L’Aéroport Marseille-Provence vient de changer de catégorie, puisqu’il a franchi en 2019 le cap des 10 millions de passagers. Sa croissance de 8,1% est l‘une des plus importantes des grands aéroports français, ce qui lui permet de reprendre la troisième place des aéroports régionaux, derrière Nice et Lyon.

 

Les défaillances d’Aigle Azur et de XL Airways, ou les grèves du mois de décembre, n’auront donc pas suffi pour stopper la croissance du trafic de passagers sur l’Aéroport de Marseille Provence (AMP).

 

Avec une hausse de 11,1%, c’est le trafic international qui représente 80% de la croissance de la plateforme. Il représente désormais 62% du trafic global d’AMP. Et avec 654 000 passagers, en hausse de 7,4%, Londres reste la première escale devant Alger, Bruxelles, Amsterdam, Istanbul…

 

Si Ryanair et Volotea ont été les deux compagnies qui  ont enregistré les plus fortes croissances en 2019, le groupe Air France reste le premier opérateur de l’aéroport, avec 2 645 000 passagers. La croissance d’AMP est portée par trois axes : l’Europe et le bassin méditerranéen, les grands hubs internationaux (Moscou, Londres…) et l’ouverture des longs courriers (Addis Abeba et Dakar).

 

 

Une stratégie de développement durable

 

Pour l’été prochain, 17 nouvelles lignes, moyen courrier pour l’essentiel, sont d’ores et déjà prévues, alors que pour l’avenir, plusieurs pistes sont évoquées : Hambourg et Erevan, l’augmentation des fréquences d’Aeroflot, d’Air Sénégal et d’Ethiopian Airlines et « la recherche d’opportunités vers les Etats-Unis, le Moyen-Orient, la Chine... », selon Julien Boullay, directeur commercial et du marketing d’AMP.

 

Des objectifs de croissance qui s’inscrivent aussi dans une stratégie de développement durable et respectueuse de l’environnement.
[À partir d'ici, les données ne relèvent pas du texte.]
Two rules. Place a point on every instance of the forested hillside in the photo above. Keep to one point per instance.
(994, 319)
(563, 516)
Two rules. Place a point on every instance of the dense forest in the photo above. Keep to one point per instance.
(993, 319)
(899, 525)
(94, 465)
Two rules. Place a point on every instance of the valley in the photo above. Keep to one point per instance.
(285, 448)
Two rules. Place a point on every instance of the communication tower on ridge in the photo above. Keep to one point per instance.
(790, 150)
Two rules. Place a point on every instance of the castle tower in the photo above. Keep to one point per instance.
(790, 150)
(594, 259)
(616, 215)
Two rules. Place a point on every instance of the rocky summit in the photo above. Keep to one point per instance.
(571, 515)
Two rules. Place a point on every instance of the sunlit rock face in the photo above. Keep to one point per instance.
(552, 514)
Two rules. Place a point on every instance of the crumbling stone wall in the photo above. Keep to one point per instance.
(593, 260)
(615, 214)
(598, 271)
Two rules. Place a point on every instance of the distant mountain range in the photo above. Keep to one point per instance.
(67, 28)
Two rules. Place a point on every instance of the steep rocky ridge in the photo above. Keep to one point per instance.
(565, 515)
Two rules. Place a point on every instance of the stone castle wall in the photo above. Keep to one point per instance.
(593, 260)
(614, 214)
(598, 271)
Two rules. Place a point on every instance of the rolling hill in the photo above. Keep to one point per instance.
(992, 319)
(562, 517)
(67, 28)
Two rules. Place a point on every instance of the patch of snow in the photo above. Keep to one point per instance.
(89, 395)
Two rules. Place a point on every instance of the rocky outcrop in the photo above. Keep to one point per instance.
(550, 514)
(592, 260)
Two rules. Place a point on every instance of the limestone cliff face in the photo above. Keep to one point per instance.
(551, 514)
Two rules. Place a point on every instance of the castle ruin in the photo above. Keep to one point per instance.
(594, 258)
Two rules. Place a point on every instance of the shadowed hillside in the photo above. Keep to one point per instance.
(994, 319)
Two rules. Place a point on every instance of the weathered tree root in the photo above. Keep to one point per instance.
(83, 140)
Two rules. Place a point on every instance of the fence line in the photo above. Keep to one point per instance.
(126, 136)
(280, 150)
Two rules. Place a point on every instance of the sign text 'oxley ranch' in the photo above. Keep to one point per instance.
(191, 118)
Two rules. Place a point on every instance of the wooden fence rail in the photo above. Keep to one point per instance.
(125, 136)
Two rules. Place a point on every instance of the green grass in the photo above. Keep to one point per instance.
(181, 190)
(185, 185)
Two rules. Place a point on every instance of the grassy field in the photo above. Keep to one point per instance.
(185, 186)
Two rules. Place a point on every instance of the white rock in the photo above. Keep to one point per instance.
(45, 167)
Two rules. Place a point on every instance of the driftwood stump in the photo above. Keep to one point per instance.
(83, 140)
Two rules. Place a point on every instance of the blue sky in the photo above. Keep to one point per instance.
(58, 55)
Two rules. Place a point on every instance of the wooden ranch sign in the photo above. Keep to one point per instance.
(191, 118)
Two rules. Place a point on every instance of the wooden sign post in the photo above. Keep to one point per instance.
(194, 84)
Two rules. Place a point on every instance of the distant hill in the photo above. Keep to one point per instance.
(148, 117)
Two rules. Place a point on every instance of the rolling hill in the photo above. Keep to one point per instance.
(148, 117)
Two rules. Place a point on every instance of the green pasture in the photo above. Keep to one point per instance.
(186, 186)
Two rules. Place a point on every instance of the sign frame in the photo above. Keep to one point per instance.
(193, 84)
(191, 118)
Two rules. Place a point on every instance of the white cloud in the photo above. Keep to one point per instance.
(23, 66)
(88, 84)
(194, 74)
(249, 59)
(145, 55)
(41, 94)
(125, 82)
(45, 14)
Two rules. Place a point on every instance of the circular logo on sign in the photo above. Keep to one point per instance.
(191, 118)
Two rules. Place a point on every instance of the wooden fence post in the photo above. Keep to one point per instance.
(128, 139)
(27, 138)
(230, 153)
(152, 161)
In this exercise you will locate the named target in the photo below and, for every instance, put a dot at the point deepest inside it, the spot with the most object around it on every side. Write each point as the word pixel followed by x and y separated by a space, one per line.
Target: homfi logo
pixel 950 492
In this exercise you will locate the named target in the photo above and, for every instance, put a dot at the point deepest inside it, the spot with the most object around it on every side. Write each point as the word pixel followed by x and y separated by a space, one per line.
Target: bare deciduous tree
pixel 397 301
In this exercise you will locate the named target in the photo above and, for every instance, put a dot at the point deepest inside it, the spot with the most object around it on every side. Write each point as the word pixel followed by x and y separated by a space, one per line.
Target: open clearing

AMP est engagé dans une démarche RSE avec la mise en place d’un plan d’exposition au bruit, une optimisation des trajectoires des avions, une aide à l’insonorisation des riverains…

 

Son objectif est d’atteindre à l’horizon 2022, la neutralité carbone. A noter que depuis 20 ans le trafic de passagers a augmenté de 50%, alors que dans le même temps le nombre de mouvements a diminué de 3%.